How hiring a mature worker can add value to your team
Picture the following scene:
You’re looking to hire a new employee, and today’s the first day you’re interviewing candidates. The first two applicants you speak with meet most of your requirements, but you have the feeling there’s someone out there who’s a better fit for the job. So you’re cautiously optimistic about the third candidate of the day. But when the candidate arrives, you’re taken by surprise. He’s at least 20 years older than the other applicants—in fact, he’s probably in his early fifties.
What do you do? Do you make up your mind that he’s too old to fit in with the team, let alone perform well in a rapid-paced field? Or do you give him the same opportunity as the other candidates?
If you decide the mature worker isn’t a good fit simply because of his age, you could be doing your team and your company a disservice—not to mention the worker himself, of course. Yes, there can be drawbacks to hiring someone who’s older, such as increased healthcare costs or an inability to keep up with technological developments. However, both of these factors depend on the worker. There are plenty of 30-year-old employees who are obese and have diabetes, just like there are plenty of 55-year-old workers who are healthy and free of age-related conditions. At the same time, technological skills can always be taught.

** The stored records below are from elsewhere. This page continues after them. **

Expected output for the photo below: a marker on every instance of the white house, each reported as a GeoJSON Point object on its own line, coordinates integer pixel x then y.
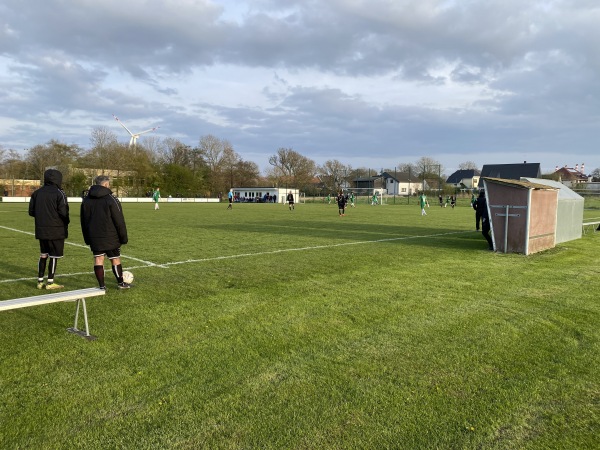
{"type": "Point", "coordinates": [262, 194]}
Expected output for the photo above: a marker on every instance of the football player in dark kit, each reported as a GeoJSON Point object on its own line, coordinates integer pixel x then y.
{"type": "Point", "coordinates": [104, 230]}
{"type": "Point", "coordinates": [48, 205]}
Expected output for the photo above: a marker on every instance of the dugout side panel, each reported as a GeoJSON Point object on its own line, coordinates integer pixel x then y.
{"type": "Point", "coordinates": [498, 196]}
{"type": "Point", "coordinates": [543, 219]}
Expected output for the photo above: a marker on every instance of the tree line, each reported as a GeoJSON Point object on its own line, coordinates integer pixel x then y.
{"type": "Point", "coordinates": [207, 170]}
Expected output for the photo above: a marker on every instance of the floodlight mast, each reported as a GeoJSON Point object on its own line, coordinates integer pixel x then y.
{"type": "Point", "coordinates": [134, 136]}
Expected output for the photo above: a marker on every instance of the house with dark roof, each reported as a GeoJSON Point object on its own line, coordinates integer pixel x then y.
{"type": "Point", "coordinates": [464, 179]}
{"type": "Point", "coordinates": [510, 171]}
{"type": "Point", "coordinates": [570, 176]}
{"type": "Point", "coordinates": [400, 183]}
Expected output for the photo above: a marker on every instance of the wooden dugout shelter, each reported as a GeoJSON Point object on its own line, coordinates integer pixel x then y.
{"type": "Point", "coordinates": [523, 215]}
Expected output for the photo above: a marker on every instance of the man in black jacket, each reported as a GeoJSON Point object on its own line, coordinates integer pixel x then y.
{"type": "Point", "coordinates": [104, 230]}
{"type": "Point", "coordinates": [481, 208]}
{"type": "Point", "coordinates": [48, 205]}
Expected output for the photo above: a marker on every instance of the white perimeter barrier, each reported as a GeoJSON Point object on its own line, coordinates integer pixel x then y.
{"type": "Point", "coordinates": [122, 200]}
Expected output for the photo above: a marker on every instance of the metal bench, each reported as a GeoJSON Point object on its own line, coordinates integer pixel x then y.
{"type": "Point", "coordinates": [77, 296]}
{"type": "Point", "coordinates": [593, 224]}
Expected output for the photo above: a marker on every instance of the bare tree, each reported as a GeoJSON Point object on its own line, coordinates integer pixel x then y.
{"type": "Point", "coordinates": [291, 168]}
{"type": "Point", "coordinates": [333, 174]}
{"type": "Point", "coordinates": [52, 154]}
{"type": "Point", "coordinates": [407, 168]}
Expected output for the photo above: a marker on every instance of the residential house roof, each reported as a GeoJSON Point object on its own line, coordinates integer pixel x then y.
{"type": "Point", "coordinates": [570, 174]}
{"type": "Point", "coordinates": [511, 171]}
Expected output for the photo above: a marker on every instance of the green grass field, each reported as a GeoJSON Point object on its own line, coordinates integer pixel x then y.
{"type": "Point", "coordinates": [265, 328]}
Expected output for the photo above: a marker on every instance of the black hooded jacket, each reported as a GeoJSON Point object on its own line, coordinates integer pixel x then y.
{"type": "Point", "coordinates": [102, 221]}
{"type": "Point", "coordinates": [48, 205]}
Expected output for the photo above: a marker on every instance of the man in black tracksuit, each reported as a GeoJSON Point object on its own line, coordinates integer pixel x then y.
{"type": "Point", "coordinates": [481, 208]}
{"type": "Point", "coordinates": [104, 230]}
{"type": "Point", "coordinates": [48, 205]}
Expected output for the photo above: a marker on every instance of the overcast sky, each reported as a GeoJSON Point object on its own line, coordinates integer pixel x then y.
{"type": "Point", "coordinates": [372, 83]}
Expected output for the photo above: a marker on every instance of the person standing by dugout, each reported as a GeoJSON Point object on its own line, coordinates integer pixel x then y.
{"type": "Point", "coordinates": [104, 230]}
{"type": "Point", "coordinates": [49, 206]}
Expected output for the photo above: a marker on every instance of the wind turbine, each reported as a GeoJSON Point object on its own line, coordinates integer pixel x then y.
{"type": "Point", "coordinates": [134, 136]}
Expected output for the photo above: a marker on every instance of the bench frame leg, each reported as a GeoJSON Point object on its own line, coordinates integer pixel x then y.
{"type": "Point", "coordinates": [86, 334]}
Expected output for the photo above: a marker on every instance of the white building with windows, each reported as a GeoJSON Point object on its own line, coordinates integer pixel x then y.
{"type": "Point", "coordinates": [402, 183]}
{"type": "Point", "coordinates": [263, 194]}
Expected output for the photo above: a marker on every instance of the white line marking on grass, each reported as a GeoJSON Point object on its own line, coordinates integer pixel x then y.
{"type": "Point", "coordinates": [246, 255]}
{"type": "Point", "coordinates": [74, 244]}
{"type": "Point", "coordinates": [316, 247]}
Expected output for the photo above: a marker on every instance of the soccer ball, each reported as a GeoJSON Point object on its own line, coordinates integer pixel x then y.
{"type": "Point", "coordinates": [127, 277]}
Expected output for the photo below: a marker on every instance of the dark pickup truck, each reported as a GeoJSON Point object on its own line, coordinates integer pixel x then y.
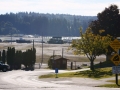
{"type": "Point", "coordinates": [3, 67]}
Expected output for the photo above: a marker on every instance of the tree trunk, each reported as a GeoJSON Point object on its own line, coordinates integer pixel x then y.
{"type": "Point", "coordinates": [92, 65]}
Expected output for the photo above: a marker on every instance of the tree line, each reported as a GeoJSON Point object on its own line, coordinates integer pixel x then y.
{"type": "Point", "coordinates": [95, 41]}
{"type": "Point", "coordinates": [43, 24]}
{"type": "Point", "coordinates": [16, 58]}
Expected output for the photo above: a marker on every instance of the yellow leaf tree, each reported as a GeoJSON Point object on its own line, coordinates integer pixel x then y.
{"type": "Point", "coordinates": [91, 45]}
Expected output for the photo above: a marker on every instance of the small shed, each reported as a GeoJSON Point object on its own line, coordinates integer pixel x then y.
{"type": "Point", "coordinates": [60, 63]}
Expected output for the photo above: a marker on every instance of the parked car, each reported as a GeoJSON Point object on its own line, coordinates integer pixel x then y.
{"type": "Point", "coordinates": [4, 67]}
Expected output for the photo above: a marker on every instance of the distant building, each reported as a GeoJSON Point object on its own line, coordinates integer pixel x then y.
{"type": "Point", "coordinates": [56, 40]}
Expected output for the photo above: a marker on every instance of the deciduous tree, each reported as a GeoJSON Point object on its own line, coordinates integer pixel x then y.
{"type": "Point", "coordinates": [91, 45]}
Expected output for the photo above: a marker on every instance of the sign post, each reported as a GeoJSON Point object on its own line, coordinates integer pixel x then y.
{"type": "Point", "coordinates": [116, 59]}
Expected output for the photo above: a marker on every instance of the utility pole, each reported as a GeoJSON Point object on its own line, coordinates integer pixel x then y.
{"type": "Point", "coordinates": [42, 54]}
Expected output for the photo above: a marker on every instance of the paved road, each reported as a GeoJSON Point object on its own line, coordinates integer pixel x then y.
{"type": "Point", "coordinates": [28, 80]}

But what’s so important to understand is that mature workers can add considerable value to your team. According to experts, employing a diverse workforce—and that includes workers from different generations—can help your organization gain an edge over the competition. In a diverse team, the individual members all bring distinct insights to specific problems and challenges. This helps broaden the spectrum of possible solutions and innovations.
In addition, mature workers possess years of experience. This has three distinct advantages. First, they have a more comprehensive frame of reference than younger employees, which can be useful when coming up with solutions and strategies. Second, they’ve seen a wide range of situations before and have an extensive toolkit to draw upon. And third, they’re often more confident because they’ve been in the industry for a long time.
Many employers also find that mature workers have great people skills. They entered the workforce before the days of smartphones, tablets, and wearables, and are much more accustomed to face-to-face interaction than many Millennials. At the same time, a lot of mature workers also have extensive networks, as Gwen Moran points out in her Fast Company article titled “Forget Millennials—Why You Should Hire Someone Over 55.” Whether it’s to establish a business relationship with another company or find someone who specializes in a skill you need for a project, these networks can prove very useful.
Hiring older workers can also help you save money in a variety of ways. As Maryalene LaPonsie states in her U.S. News Money article titled “5 Reasons Employers Should Hire More Workers Over Age 50,” mature workers often require little to no training, which reduces their time to productivity by weeks. At the same time, they can help train younger workers. And finally, mature workers are less likely to leave their employer than younger workers. This results in lower turnover and saves on recruitment costs.
Clearly, a mature worker can add a lot of value to your team. So instead of dismissing someone simply because of his or her age, take the time to find out what skills and knowledge this person could offer to make your team stronger and more successful.